This is the code of the paper 'Harnessing Large Language Models for Knowledge Graph Question Answering via Adaptive Multi-Aspect Retrieval-Augmentation' (Accepted by AAAI 2025).
conda create -n amar python=3.8
pip install -r requirement.txt
Both datasets use Freebase as the knowledge source. You may refer to Freebase Virtuoso Setup to set up a Virtuoso triplestore service. We briefly list some key steps below:
Download OpenLink Virtuoso from https://github.com/openlink/virtuoso-opensource/releases, and put it in Amar/
Env setting:
sudo apt install unixodbc unixodbc-dev
Download Database:
cd Freebase-Setup
wget https://www.dropbox.com/s/q38g0fwx1a3lz8q/virtuoso_db.zip
tar -zxvf virtuoso_db.zip
to start the Virtuoso service:
python3 virtuoso.py start 3001 -d virtuoso_db
and to stop a currently running service at the same port:
python3 virtuoso.py stop 3001
Download from Google drive or Baidu drive, and unzip data.zip to Amar/data
More details of entity/relation retrieval can be found in GMT-KBQA, and subgraph retrieval can be found in DECAF.

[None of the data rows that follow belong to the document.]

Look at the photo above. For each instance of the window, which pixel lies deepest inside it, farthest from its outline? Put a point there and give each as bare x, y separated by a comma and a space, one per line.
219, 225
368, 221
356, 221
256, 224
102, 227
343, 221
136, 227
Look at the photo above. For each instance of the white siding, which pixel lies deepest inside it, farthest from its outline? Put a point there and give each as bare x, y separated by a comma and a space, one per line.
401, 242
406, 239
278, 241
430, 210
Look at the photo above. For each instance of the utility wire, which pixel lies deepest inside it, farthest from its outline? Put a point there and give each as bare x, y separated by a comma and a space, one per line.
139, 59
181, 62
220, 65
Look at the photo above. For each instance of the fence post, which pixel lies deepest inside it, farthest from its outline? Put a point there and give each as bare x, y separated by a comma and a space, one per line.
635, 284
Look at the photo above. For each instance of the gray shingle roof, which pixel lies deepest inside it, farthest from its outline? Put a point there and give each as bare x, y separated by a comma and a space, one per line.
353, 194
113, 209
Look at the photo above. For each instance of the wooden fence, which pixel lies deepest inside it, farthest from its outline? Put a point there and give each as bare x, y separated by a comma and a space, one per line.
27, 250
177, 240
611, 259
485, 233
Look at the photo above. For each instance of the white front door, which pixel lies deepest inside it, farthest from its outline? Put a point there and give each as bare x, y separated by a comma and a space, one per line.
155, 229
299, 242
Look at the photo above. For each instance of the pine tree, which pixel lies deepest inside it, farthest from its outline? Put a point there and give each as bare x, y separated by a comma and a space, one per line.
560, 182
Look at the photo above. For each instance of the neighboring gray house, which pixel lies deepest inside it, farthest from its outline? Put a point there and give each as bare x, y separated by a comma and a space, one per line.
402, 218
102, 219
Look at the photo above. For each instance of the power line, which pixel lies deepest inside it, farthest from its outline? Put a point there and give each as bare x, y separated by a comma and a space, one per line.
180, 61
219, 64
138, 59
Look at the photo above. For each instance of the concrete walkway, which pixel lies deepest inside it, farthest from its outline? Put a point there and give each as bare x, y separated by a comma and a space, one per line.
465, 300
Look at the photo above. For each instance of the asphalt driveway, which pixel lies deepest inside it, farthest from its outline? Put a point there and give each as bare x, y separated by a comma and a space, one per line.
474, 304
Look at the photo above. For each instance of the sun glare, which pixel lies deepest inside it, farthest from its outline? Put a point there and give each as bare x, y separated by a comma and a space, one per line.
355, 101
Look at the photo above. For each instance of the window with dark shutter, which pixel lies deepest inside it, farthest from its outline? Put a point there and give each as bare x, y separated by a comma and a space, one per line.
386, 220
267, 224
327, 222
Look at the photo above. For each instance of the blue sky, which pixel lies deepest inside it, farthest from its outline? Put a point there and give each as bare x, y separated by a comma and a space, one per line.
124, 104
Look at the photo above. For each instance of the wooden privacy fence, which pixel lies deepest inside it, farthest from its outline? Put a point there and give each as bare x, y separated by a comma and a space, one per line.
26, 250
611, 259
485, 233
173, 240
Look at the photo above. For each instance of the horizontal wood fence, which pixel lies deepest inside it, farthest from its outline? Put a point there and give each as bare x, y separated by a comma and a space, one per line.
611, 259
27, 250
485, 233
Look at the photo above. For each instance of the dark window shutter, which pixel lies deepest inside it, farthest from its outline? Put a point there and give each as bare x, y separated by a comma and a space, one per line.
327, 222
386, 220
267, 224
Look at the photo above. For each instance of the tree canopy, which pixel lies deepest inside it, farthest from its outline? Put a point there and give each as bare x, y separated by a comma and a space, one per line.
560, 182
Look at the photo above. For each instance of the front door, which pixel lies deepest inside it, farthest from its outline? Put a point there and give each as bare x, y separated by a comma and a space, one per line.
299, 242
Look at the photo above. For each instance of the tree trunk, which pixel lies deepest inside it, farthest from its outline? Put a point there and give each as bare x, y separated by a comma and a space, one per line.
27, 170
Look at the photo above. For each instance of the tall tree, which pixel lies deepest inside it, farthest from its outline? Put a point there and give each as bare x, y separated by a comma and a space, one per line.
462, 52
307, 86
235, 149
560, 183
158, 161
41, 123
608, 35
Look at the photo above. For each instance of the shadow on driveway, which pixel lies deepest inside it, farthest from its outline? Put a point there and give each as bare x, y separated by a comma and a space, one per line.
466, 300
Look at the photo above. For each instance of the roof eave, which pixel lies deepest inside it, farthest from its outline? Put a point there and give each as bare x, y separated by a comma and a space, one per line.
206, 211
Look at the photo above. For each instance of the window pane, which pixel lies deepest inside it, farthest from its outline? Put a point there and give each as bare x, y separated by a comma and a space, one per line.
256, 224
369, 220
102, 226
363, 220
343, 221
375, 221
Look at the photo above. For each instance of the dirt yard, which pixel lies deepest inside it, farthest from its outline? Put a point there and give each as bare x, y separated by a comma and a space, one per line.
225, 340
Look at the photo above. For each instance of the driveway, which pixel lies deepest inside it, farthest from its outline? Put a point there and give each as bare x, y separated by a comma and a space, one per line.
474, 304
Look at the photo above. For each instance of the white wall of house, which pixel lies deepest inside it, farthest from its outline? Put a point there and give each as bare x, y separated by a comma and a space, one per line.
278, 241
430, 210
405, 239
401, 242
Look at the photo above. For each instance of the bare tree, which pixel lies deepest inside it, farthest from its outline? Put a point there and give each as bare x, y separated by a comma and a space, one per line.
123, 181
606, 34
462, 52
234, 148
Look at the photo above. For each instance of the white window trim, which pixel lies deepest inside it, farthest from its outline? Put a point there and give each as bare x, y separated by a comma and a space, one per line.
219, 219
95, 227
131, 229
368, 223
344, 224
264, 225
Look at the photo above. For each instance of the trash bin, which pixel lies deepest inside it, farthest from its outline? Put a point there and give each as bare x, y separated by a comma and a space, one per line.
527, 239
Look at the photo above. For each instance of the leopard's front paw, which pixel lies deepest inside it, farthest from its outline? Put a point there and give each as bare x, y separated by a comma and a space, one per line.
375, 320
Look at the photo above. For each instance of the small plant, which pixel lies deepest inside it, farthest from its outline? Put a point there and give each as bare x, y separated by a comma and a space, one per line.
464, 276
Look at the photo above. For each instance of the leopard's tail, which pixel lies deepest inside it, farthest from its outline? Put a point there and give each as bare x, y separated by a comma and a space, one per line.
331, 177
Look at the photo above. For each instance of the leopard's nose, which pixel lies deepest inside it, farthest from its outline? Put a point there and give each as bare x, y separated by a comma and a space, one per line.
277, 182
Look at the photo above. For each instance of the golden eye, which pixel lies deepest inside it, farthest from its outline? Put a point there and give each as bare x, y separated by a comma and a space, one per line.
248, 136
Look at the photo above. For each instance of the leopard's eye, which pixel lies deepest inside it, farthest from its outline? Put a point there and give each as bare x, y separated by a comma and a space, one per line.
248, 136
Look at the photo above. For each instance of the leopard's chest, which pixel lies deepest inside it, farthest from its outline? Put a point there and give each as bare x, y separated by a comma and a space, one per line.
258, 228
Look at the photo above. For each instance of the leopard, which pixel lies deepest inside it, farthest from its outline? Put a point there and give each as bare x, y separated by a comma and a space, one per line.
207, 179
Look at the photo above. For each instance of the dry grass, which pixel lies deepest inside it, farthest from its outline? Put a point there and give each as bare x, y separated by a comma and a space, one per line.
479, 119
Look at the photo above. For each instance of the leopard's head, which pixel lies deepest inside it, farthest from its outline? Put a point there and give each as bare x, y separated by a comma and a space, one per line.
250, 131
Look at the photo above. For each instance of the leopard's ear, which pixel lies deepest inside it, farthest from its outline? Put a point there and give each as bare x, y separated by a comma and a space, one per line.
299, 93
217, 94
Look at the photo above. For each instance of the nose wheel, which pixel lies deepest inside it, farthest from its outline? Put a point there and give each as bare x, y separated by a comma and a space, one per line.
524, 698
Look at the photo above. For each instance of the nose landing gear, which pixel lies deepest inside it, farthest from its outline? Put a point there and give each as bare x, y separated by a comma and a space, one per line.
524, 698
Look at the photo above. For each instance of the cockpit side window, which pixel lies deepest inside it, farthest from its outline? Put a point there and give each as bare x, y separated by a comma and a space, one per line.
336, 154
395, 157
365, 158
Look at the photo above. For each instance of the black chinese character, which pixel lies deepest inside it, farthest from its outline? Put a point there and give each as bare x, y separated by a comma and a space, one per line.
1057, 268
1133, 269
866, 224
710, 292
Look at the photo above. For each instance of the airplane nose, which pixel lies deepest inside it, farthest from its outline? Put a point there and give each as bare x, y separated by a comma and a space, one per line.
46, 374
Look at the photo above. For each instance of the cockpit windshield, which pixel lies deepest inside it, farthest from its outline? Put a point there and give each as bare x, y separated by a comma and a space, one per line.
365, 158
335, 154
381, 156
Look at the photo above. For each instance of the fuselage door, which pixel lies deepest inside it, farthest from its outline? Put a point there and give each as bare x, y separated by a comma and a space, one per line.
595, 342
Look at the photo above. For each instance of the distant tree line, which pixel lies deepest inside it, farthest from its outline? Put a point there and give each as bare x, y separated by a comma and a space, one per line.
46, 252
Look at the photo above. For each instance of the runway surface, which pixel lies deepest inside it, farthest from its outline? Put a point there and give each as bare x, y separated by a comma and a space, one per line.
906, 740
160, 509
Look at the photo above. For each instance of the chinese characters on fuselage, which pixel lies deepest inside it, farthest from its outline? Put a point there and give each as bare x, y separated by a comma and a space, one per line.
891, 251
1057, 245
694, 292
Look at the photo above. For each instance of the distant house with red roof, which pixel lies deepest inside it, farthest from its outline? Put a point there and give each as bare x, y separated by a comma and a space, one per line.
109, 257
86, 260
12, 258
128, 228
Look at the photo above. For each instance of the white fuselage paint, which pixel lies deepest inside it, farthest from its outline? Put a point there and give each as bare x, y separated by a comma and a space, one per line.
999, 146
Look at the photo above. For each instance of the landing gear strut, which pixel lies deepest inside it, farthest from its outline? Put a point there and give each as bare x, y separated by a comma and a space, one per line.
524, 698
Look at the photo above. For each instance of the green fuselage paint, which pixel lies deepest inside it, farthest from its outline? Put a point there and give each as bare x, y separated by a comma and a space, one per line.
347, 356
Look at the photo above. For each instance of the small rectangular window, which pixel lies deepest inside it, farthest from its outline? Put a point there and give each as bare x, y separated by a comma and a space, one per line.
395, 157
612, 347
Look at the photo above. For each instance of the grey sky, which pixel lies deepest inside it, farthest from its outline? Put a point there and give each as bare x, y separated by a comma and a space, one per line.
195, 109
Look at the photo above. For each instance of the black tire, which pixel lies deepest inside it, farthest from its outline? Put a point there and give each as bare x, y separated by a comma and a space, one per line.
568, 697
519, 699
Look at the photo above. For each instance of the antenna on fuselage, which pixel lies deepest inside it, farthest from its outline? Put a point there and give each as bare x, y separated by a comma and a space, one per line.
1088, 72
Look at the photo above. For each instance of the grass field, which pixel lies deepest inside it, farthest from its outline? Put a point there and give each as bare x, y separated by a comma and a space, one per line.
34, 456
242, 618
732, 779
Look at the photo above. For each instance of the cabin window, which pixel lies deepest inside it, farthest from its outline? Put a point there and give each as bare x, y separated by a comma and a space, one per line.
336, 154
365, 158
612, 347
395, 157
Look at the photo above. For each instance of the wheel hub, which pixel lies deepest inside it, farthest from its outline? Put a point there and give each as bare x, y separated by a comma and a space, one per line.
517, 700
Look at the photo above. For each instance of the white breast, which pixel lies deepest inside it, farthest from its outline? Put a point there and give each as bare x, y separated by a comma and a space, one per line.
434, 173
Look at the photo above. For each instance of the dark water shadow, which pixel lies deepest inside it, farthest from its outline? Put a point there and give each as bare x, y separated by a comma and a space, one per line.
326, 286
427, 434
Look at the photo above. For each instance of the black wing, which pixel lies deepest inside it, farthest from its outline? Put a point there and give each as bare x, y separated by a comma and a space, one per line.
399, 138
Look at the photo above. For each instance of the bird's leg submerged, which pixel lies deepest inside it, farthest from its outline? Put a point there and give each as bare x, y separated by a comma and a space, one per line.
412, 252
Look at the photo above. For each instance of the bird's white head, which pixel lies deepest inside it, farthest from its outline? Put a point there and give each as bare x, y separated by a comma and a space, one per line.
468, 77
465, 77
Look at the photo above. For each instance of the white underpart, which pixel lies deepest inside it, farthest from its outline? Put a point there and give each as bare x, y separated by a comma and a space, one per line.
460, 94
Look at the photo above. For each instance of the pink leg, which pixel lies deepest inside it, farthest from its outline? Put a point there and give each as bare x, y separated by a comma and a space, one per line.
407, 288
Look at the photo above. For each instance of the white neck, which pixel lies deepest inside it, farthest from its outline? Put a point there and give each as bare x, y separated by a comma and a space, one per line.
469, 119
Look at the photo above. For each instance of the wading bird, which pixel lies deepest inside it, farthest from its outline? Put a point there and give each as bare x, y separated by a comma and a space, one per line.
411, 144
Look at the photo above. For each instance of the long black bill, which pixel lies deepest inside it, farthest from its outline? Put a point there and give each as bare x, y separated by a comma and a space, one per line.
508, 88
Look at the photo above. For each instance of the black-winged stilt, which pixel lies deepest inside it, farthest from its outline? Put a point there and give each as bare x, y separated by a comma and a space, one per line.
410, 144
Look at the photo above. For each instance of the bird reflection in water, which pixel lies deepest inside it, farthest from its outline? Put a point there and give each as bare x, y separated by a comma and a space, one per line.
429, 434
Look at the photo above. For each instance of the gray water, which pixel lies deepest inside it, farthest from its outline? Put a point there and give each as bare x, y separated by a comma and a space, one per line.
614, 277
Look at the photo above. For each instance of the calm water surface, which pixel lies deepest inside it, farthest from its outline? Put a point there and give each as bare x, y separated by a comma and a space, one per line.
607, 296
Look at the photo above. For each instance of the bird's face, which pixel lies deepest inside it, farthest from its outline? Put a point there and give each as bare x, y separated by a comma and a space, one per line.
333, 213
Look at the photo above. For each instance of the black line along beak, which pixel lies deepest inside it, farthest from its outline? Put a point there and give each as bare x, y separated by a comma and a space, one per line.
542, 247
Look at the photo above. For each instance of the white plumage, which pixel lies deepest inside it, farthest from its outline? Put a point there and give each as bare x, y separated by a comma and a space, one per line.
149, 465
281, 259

Change the --model_name_or_path
in run_ft.sh
to your LLM checkpoint path.
Reproduce the results for CWQ and WebQSP by executing the following:
bash run_all.sh
Alternatively, you can run the commands step-by-step as shown below:
CUDA_VISIBLE_DEVICES=0 bash run_ft.sh WebQSP LLaMA-2-7b-hf webqsp_100_7_32_16 train 100 7 0 32 16 15
CUDA_VISIBLE_DEVICES=0 bash run_ft.sh CWQ LLaMA-2-13b-hf cwq_4_16_32_16 train 4 16 0 32 16 8
CUDA_VISIBLE_DEVICES=0 bash run_ft.sh WebQSP LLaMA-2-7b-hf webqsp_100_7_32_16 test 100 7 0 32 16 15
CUDA_VISIBLE_DEVICES=0 bash run_ft.sh CWQ LLaMA-2-13b-hf cwq_4_16_32_16 test 4 16 0 32 16 8
CUDA_VISIBLE_DEVICES=0 python -u eval_final.py --dataset WebQSP --pred_file Reading/LLaMA-2-7b-hf/WebQSP_webqsp_100_7_32_16/evaluation_beam/beam_test_top_k_predictions.json
CUDA_VISIBLE_DEVICES=0 python -u eval_final.py --dataset CWQ --pred_file Reading/LLaMA-2-13b-hf/CWQ_cwq_4_16_32_16/evaluation_beam/beam_test_top_k_predictions.json
Querying with golden entity:
CUDA_VISIBLE_DEVICES=0 python -u eval_final.py --dataset WebQSP --pred_file Reading/LLaMA-2-7b-hf/WebQSP_webqsp_100_7_32_16/evaluation_beam/beam_test_top_k_predictions.json --golden_ent
CUDA_VISIBLE_DEVICES=0 python -u eval_final.py --dataset CWQ --pred_file Reading/LLaMA-2-13b-hf/CWQ_cwq_4_16_32_16/evaluation_beam/beam_test_top_k_predictions.json --golden_ent
This repo refers to ChatKBQA, GMT-KBQA and DECAF. Thanks for their great jobs!